Kerdi-Fix is badass, no doubt. I'm just not 100% sure what it will do to the stone (will it seep in and stain?) Just go with what the stone installers use on millions of successful installations. 

Most important is to preslope your curb BEFORE you add any waterproofing, skim coats, etc.


----------



## Xtrememtnbiker (Jun 9, 2013)

angus242 said:


> Kerdi-Fix is badass, no doubt. I'm just not 100% sure what it will do to the stone (will it seep in and stain?) Just go with what the stone installers use on millions of successful installations. Most important is to preslope your curb BEFORE you add any waterproofing, skim coats, etc.


Sounds good. Silicone it is.

At your recommendation on the slope I pulled the curb yesterday, ripped it 3° and re-installed it. I'll wrap kerdi and skim it before installing granite.

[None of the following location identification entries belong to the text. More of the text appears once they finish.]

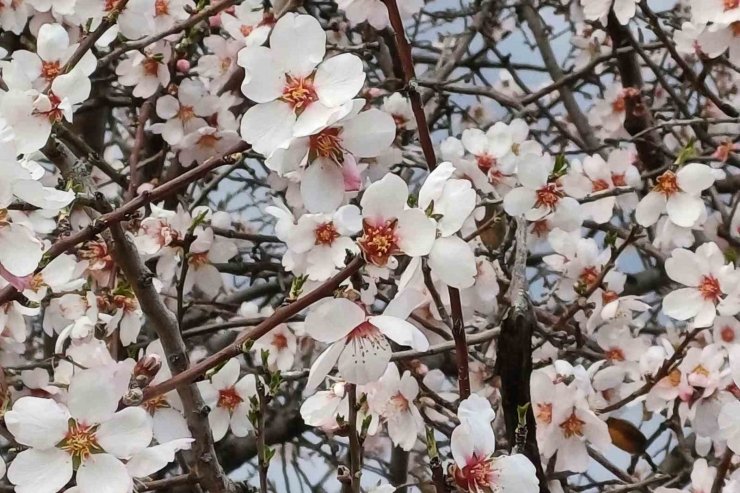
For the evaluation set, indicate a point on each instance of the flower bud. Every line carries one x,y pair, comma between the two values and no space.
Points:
133,397
183,66
146,369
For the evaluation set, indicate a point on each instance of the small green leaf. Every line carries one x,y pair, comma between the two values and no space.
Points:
686,153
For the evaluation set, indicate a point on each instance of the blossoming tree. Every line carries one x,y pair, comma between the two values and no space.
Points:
369,245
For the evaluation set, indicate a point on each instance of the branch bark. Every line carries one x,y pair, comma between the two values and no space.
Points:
207,467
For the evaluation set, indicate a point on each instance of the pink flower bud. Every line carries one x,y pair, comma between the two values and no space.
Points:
374,92
146,369
183,66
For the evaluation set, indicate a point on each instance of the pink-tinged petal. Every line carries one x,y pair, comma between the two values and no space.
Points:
52,42
682,267
385,199
650,208
324,364
365,357
533,171
684,209
299,42
169,424
519,201
219,419
456,204
434,185
103,473
416,232
339,79
240,424
92,397
40,471
515,474
694,178
452,260
268,126
227,376
37,422
369,133
154,459
333,320
167,107
264,78
475,141
401,332
20,251
322,186
128,432
683,304
351,174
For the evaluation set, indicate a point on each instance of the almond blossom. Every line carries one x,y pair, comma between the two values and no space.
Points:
228,398
538,196
473,444
358,343
296,95
677,194
87,436
709,281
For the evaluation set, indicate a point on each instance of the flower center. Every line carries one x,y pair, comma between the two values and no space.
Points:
485,162
37,282
667,184
280,341
198,259
364,330
615,354
80,441
152,405
186,113
709,288
477,475
161,7
619,105
208,141
544,412
619,180
674,378
400,403
151,67
379,242
327,144
50,70
589,276
299,93
599,185
573,426
727,334
548,196
110,5
608,296
229,399
540,228
326,234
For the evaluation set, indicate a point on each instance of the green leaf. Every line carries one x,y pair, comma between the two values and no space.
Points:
431,443
687,152
561,166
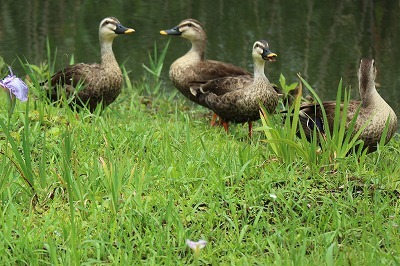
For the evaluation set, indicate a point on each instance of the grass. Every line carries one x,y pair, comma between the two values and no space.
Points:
129,186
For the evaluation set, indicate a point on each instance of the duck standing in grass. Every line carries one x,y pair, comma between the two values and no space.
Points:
97,83
241,102
372,111
192,68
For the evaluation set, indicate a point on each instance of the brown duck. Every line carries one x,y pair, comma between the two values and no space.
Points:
241,101
192,68
101,83
372,109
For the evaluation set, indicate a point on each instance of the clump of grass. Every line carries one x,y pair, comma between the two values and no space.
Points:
288,141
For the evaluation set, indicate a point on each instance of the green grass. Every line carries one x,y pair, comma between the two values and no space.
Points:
129,187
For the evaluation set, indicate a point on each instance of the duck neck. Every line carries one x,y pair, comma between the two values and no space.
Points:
197,52
370,95
107,54
259,75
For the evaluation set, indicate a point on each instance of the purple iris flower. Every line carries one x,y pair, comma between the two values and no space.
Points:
16,86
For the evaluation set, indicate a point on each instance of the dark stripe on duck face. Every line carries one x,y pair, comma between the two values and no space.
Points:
118,27
190,23
178,29
266,53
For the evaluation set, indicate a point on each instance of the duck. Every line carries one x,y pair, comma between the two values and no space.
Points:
92,84
193,68
373,111
241,101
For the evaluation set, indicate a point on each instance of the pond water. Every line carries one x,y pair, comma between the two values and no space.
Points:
323,40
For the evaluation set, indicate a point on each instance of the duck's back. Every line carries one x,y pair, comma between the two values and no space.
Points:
186,73
94,84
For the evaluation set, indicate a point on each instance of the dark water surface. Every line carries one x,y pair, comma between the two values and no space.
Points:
323,40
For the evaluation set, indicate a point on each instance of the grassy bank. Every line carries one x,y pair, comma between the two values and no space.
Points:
130,185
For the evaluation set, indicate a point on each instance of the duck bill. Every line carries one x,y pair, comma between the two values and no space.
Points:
123,30
173,31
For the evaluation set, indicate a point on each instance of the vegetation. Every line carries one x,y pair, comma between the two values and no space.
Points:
130,185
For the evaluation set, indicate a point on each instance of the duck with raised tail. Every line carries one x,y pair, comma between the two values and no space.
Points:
372,111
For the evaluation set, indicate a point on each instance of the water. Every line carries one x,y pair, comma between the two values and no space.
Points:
322,40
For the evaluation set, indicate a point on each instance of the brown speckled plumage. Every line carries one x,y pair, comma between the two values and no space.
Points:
101,83
241,102
193,69
373,110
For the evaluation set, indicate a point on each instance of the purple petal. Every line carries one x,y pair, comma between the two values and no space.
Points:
16,86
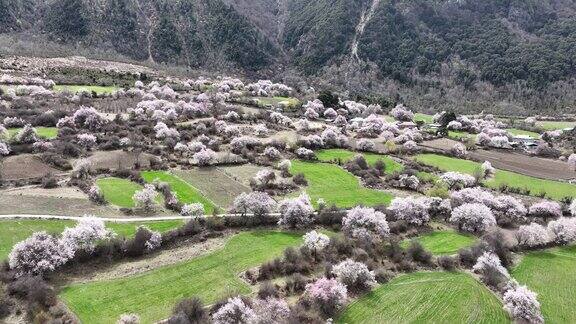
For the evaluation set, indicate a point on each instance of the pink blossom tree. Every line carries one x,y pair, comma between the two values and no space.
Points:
316,241
328,294
271,310
233,312
193,210
37,255
84,236
523,305
572,161
509,210
546,209
532,235
456,180
355,275
205,157
411,209
472,195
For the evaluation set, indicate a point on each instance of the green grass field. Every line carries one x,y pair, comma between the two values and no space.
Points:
273,101
118,192
43,132
185,192
515,131
554,125
423,117
14,231
337,186
333,155
443,242
550,274
86,88
554,189
427,297
152,295
458,135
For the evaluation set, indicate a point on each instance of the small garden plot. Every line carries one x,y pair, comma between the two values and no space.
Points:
443,242
152,295
553,189
29,203
25,166
274,101
337,186
555,125
425,118
119,192
184,191
550,274
86,88
333,155
214,183
43,132
459,135
16,230
515,131
118,159
427,297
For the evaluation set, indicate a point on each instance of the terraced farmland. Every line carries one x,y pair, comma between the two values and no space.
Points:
152,295
553,189
427,297
337,186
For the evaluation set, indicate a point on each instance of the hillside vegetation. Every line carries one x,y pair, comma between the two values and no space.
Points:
460,48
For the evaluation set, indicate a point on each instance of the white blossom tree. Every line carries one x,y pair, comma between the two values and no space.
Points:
509,210
84,236
355,275
328,294
523,305
39,254
193,210
532,235
316,241
413,210
546,209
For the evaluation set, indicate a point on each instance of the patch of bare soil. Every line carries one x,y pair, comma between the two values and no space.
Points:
25,166
49,205
119,159
528,165
221,189
178,254
440,144
23,63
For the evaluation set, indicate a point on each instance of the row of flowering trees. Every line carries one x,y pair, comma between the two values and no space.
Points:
43,253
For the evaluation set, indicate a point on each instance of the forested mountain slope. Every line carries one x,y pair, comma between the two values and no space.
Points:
528,46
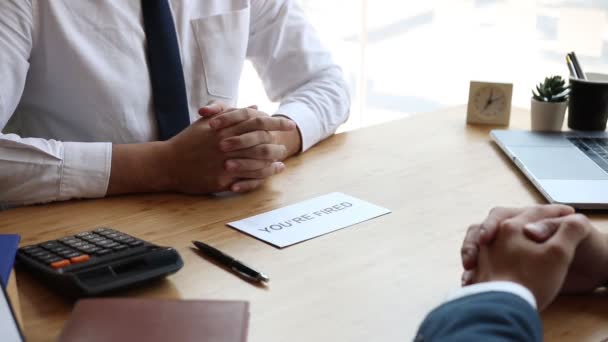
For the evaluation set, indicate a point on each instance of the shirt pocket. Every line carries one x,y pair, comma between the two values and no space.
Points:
222,41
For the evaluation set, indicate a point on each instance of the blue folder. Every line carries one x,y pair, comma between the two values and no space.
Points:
8,249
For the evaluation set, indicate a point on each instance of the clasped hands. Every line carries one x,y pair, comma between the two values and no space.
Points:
547,249
229,149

I should go ahead and say thanks to you now that your back. I've read 100's of your posts and learned so much more about tile than I knew. Thanks for all your advice you give on here!


----------



## rrk (Apr 22, 2012)

Another way to get the slope is to layer 2" and 1" strips of kerdi before covering the curb with kerdi. If you dont have a table saw handy


----------



## nhill2090 (Dec 11, 2010)

why wouldn't you just use thinset? Would you use silicone to install granite tiles?

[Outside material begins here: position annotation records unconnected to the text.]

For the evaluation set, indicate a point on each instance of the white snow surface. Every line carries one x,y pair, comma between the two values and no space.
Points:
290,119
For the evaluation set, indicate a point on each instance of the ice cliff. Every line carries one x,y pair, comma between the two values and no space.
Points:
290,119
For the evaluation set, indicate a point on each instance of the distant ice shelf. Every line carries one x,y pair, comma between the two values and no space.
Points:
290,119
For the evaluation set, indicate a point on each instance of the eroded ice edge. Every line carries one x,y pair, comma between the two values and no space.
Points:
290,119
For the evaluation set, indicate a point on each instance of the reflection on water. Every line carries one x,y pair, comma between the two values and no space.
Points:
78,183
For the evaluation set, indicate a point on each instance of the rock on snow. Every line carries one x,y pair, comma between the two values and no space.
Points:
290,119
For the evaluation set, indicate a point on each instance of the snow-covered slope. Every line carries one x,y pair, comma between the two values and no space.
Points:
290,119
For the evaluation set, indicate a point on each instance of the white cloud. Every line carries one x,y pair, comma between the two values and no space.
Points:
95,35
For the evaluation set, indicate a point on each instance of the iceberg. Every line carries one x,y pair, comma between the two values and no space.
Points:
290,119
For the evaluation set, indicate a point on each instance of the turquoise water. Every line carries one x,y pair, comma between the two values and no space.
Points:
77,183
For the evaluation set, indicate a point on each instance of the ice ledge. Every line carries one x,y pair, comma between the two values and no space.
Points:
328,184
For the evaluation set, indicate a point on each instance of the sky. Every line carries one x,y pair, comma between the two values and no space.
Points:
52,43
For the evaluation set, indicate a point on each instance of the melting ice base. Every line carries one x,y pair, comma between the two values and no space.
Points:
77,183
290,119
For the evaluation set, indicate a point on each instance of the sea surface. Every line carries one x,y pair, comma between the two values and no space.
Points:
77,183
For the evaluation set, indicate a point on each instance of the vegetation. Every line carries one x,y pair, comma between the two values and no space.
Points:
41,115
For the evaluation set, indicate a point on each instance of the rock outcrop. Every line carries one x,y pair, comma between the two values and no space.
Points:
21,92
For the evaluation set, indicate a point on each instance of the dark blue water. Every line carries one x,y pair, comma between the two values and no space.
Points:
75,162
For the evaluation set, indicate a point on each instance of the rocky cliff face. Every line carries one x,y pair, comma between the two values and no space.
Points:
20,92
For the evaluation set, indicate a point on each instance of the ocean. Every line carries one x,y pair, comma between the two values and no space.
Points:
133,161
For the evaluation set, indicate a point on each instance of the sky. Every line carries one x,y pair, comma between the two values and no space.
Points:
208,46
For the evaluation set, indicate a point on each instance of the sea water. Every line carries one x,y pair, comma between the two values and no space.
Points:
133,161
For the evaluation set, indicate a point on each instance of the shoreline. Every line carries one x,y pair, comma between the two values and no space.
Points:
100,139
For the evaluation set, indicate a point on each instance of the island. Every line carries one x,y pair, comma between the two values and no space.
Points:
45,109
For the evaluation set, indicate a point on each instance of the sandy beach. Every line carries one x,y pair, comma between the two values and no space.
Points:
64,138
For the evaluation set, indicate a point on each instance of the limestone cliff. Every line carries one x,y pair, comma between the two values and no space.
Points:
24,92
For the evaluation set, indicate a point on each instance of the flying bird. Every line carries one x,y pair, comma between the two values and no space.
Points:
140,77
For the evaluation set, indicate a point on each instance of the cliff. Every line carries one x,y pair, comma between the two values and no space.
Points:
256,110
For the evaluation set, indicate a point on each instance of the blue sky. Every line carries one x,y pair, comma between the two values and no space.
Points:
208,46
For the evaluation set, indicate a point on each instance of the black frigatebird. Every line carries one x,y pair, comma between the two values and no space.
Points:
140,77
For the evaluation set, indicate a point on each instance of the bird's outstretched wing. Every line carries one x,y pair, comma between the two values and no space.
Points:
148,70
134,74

I use thinset for granite marble and quartz curbs. works fine


----------



## cath8r (May 2, 2014)

I've always used thinset and u spacers to get theright slope and then siliconed the joints on top of the grout after it cured.


----------



## bowtie (Feb 4, 2012)

nhill2090 said:


> why wouldn't you just use thinset? Would you use silicone to install granite tiles?
> 
> I use thinset for granite marble and quartz curbs. works fine




I would pass on the silicone too, it has to compress somewhat ... thin set will not ...


----------



## angus242 (Oct 20, 2007)

Does anyone use thinset to set granite counter tops?


----------



## rrk (Apr 22, 2012)

Nope


----------



## angus242 (Oct 20, 2007)

Boom!


----------



## bowtie (Feb 4, 2012)

I use thinset on granite tops, 12x granite tops ... Don't think I'd ever use silicone for that either ...


Boom ...


----------



## angus242 (Oct 20, 2007)

Ah, so you're a 1%er


----------



## Xtrememtnbiker (Jun 9, 2013)

I used silicone cause angus said to...

For the sake of learning though, why would you use that over thinset angus? Because of an adverse reaction to the granite?


----------



## angus242 (Oct 20, 2007)

I don't install slabs. The stone installers that I've used (many 4-5 different ones over the years) all use silicone. If that's what the pros use, why would I question that?

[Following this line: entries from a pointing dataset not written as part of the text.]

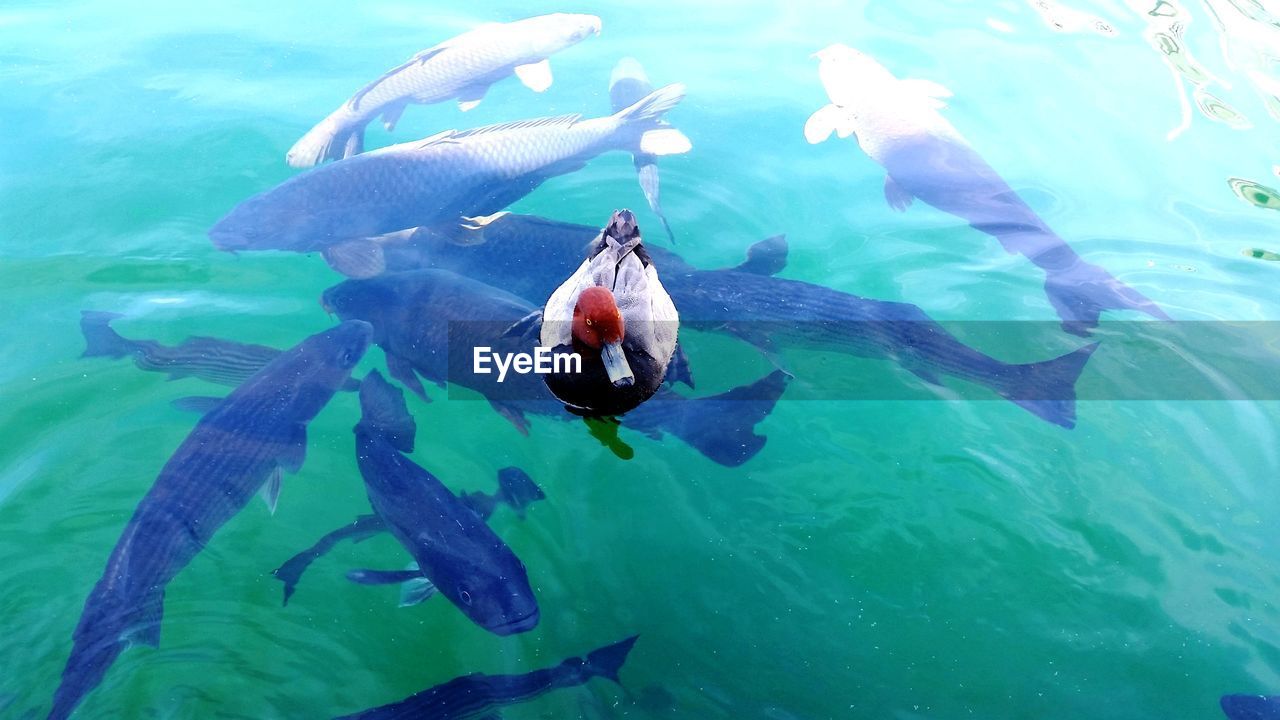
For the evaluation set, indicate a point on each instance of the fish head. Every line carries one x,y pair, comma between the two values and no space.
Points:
853,78
319,365
499,602
557,31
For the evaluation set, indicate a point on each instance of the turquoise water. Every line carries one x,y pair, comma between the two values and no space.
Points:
900,560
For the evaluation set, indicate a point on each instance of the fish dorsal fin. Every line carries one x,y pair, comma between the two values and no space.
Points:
519,124
766,258
935,92
535,76
353,104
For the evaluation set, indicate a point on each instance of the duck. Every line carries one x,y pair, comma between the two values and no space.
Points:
617,317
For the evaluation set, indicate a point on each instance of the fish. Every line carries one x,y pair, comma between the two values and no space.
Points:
215,360
240,447
773,314
1251,706
461,68
615,313
429,322
457,552
515,490
456,182
629,83
897,124
479,696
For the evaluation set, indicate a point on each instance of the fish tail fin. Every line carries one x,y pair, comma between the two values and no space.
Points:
722,427
517,490
329,140
645,132
1080,294
384,414
100,337
608,660
1047,390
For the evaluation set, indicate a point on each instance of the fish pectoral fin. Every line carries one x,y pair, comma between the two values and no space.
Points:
391,115
295,450
356,259
526,327
896,196
415,591
766,258
270,490
535,76
145,629
471,96
826,121
471,229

But yes, the biggest reason I wouldn't want to use a thinset would be the potential reaction. Especially with a lighter colored granite, I would worry about possible staining from underneath rising up to the surface.


----------



## Xtrememtnbiker (Jun 9, 2013)

So does that mean you don't use granite curbs? Or you just don't install them yourself?

That's pretty much what my reaction was, Angus (the pro) says use it. So I did, and it worked great.


----------



## angus242 (Oct 20, 2007)

I don't install them. If they are used, the granite guys do the install.


----------



## Eaglei (Aug 1, 2012)

Silicone is not an adhesive , it's a sealant . If your going to go that route I would use phenoseal , it's a sealant and adhesive in one . It can also be used to hold down granite tops . I would use thinset to install a granite curb just as I would use thinset to in stall a marble or granite door saddle .This was how I was taught and believe it's done this way in my neck of the woods . As far as being the 1 % I guess you can say it's how you were taught or how it's done in your neck of the woods .


----------